"Marcher dans tes pas" prend sa source dans un événement très concret : la promulgation, en 2022, d'une loi espagnole permettant aux descendants de républicains exilés de récupérer leur nationalité. L'auteure, dont la famille paternelle a été déchue de sa nationalité espagnole en traversant la frontière en 1936, a entrepris les démarches pour obtenir ce droit. Face à la demande d'un justificatif d'exil – un document impossible à fournir pour des réfugiés fuyant la guerre civile – une profonde révolte est née. Ce sentiment d'une humiliation qui perdure a transformé l'écriture en une arme de vérité et de mémoire, seule capable de raconter une histoire que l'administration refuse de reconnaître.
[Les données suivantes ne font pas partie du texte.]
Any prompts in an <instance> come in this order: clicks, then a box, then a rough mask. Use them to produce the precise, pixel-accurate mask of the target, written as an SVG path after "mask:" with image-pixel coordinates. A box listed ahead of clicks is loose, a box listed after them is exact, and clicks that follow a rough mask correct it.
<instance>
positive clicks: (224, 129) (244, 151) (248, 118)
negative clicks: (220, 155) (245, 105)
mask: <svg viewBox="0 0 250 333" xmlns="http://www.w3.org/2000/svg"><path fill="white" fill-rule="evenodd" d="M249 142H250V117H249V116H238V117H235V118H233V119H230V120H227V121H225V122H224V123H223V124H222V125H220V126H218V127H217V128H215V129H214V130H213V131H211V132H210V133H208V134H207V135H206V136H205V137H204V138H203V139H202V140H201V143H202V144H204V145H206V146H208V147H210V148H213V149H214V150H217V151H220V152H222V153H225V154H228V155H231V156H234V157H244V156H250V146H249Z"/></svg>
Le roman est une adresse directe à la grand-mère de l'auteure, Enriqueta, figure centrale de l'exil familial. C'est elle qui, avec ses parents, ses frères (impliqués dans le mouvement de l'autonomie basque) et ses enfants, dont le père de Léonor de Récondo, a traversé ce pont le 18 août 1936, au début de la guerre civile. Le livre mêle le récit de cette quête administrative personnelle (qui a finalement abouti à l'obtention du passeport espagnol), l'hommage à la grand-mère, et une dimension poétique forte. Léonor de Récondo explore comment nous sommes "peuplés de fantômes", habités par nos morts et notre histoire, et comment l'écriture permet de rendre visibles ces figures du passé, les faisant revivre à travers une fiction qui, paradoxalement, accède à une vérité profonde.
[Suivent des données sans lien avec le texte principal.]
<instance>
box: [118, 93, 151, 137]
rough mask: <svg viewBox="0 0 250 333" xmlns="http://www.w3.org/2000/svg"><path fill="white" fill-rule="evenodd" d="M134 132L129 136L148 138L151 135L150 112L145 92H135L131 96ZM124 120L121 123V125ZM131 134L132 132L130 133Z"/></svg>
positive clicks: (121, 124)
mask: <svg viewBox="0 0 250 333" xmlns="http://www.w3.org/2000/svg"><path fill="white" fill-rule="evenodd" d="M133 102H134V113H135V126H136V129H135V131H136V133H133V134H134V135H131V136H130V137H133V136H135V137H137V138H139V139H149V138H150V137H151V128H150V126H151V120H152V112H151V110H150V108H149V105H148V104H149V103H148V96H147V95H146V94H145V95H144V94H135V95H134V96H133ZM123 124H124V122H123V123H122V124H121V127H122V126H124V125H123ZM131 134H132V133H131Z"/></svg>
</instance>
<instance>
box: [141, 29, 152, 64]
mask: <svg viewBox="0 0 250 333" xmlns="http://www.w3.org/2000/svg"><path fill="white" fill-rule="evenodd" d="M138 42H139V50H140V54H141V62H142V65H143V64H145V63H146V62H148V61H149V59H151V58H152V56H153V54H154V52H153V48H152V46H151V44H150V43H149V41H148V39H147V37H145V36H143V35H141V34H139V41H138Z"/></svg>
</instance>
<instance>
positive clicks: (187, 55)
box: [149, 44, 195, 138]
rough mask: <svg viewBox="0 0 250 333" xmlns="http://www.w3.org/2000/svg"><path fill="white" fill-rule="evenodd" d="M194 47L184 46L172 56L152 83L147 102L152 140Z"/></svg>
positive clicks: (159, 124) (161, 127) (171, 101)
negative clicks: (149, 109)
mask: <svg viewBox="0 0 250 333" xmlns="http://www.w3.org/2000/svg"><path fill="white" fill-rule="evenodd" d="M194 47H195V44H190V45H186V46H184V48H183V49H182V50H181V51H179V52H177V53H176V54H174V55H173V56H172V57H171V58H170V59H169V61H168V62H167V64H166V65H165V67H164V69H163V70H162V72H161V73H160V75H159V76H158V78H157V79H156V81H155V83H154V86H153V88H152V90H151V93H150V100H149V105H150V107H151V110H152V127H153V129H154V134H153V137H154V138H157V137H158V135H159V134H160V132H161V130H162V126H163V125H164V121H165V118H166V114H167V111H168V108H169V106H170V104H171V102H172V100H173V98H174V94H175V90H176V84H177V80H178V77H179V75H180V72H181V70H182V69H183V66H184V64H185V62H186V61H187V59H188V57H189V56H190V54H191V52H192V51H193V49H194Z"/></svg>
La poésie est l'essence même de ce texte, son "cœur vibrant". Elle permet d'instaurer un dialogue intime avec la grand-mère ("je suis toi, tu es moi et nous allons ensemble") et de porter la voix des femmes combattantes invisibilisées dans les conflits. Au-delà du récit familial et historique, le roman résonne puissamment avec l'actualité mondiale. L'auteure souligne la répétition quotidienne de l'exil forcé pour des raisons politiques, rappelant que l'histoire de sa famille peut arriver à n'importe qui, n'importe quand.
Léonor de Récondo affirme l'engagement politique de la littérature et de la poésie. Le roman est un acte de vigie, un rappel puissant des dangers de la haine de l'autre, du repli sur soi et du complotisme. Il martèle un "souvenons-nous" urgent, non pas d'une histoire lointaine et territoriale, mais d'une réalité universelle : celle où l'on peut être déchu de sa nationalité, voir sa maison bombardée et tout perdre. L'écriture devient un devoir, une manière de témoigner de ce que le monde a été, de ce qu'il est, et de ce qu'il pourrait redevenir, en incarnant une histoire qui nous touche toutes et tous.